It was in the wake of this betrayal that Obama reluctantly signed the Comprehensive Iran Sanctions, Accountability, and Divestment Act (CISADA), which “would prove more painful to Iran than any previous measure of its kind.”
At the center of Obama’s strategy to engage Iran was the effort to conclude a nuclear agreement with the Islamic Republic.
In order to do keep this process alive, Doran writes, “Obama prevented Israel from attacking Iran” and “preserved American freedom of action with regard to Iran’s nuclear program.” But Israel wasn’t the only traditional ally whose concerns about Iran Obama dismissed. Saudi Arabia was also worried, and the late King Abdullah “had made his top regional priority abundantly clear when, according to leaked State Department documents, he repeatedly urged the United States to destroy Iran’s nuclear program.”
In 2012, as American allies grew increasingly concerned with the carnage in Syria, top administration officials put together a plan for aiding moderate rebels, but Obama rejected these plans. Doran attributes this to the president “[showing] the same deference to the Iranian interest in Syria.” Subsequently in 2013, after the regime of President Bashar al-Assad gassed civilians, violating a red line set by Obama, the president refused to take military action. Doran wonders if the reason for Obama’s about-face about the use of force had been a “fear of scuttling the biggest—and still secret—foreign-policy initiative of his second term, possibly of his entire presidency?” – diplomatic engagement with Iran.
The president has also shown deference to Iran when forming policy to counter the rise of the Islamic State of Iraq and Syria (ISIS). Doran recounts that in a Senate hearing, Secretary of State John Kerry was asked about weaknesses in the administration’s plan for fighting ISIS, and suggested that Iran and Syria could help:
Kerry stunningly suggested that the gaps would be filled by . . . Iran and Assad. “[Y]ou’re presuming that Iran and Syria don’t have any capacity to take on” Islamic State, Kerry said. “If we are failing and failing miserably, who knows what choice they might make.”
Recent reports in The Daily Beast and Bloomberg View have underlined the problems of seeking Iranian help to fight ISIS: It strengthens Shi’a fighters, which not only gives ISIS rhetorical strength when framing their mission as a Sunni-led fight against sectarian Shi’a oppression, but also gives direct support to Iranian militias like the Islamic Revolutionary Guard Corps, which has repeatedly attacked American allies.
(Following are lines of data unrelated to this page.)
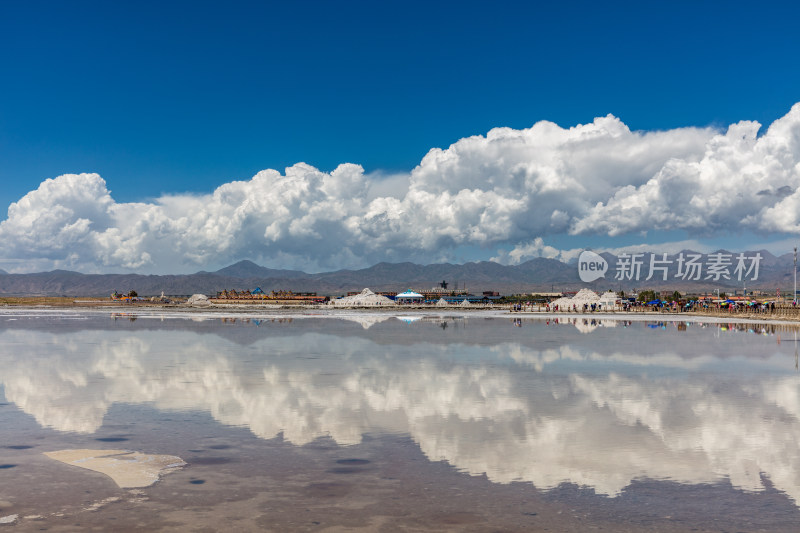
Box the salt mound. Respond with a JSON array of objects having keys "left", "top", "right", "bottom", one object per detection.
[
  {"left": 550, "top": 289, "right": 600, "bottom": 310},
  {"left": 44, "top": 450, "right": 186, "bottom": 489},
  {"left": 329, "top": 289, "right": 395, "bottom": 307}
]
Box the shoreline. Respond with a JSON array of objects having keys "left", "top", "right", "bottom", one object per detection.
[{"left": 0, "top": 299, "right": 800, "bottom": 325}]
The administration’s efforts as outlined by Doran show that the administration has pursued diplomatic engagement with Iran even at the expense of American’s allies and long-term interests.
Omri Ceren, The Israel Project’s Managing Director of Press and Strategy, summarized Doran’s argument to Mary Kissel of The Wall Street Journal. (Video embedded below.) The Israel Project publishes The Tower.
It’s emerged in the last, you know, six months, one year … people are saying listen … for a long time the right has criticized President Obama for an incoherent foreign policy. On one hand he would back traditional American allies Israel, Saudi Arabia, the Egyptians, the Jordanians on one hand, on the other hand he would seek to engage Iran and that was seen as incoherent. Now you’ve entered a very, very strange kind of period in the foreign policy discussion, which is a lot of people are beginning to … So we’re talking about scholars across the political spectrum. So everybody from Michael Doran formerly of Brookings now with Hudson, Tony Badran the Lebanese Christian who is a thinker at the Foundation for Defense of Democracies … Lee Smith who is also at Hudson now … these are people who are saying now reconstruct the president’s foreign policy over the last half-decade and what you see is not incoherence, it’s something that the President really began speaking about as a candidate before he was elected, engagement with Iran until the point where the Islamic Republic emerges, and now I’m using the president’s … phrase, as a ‘successful regional power’.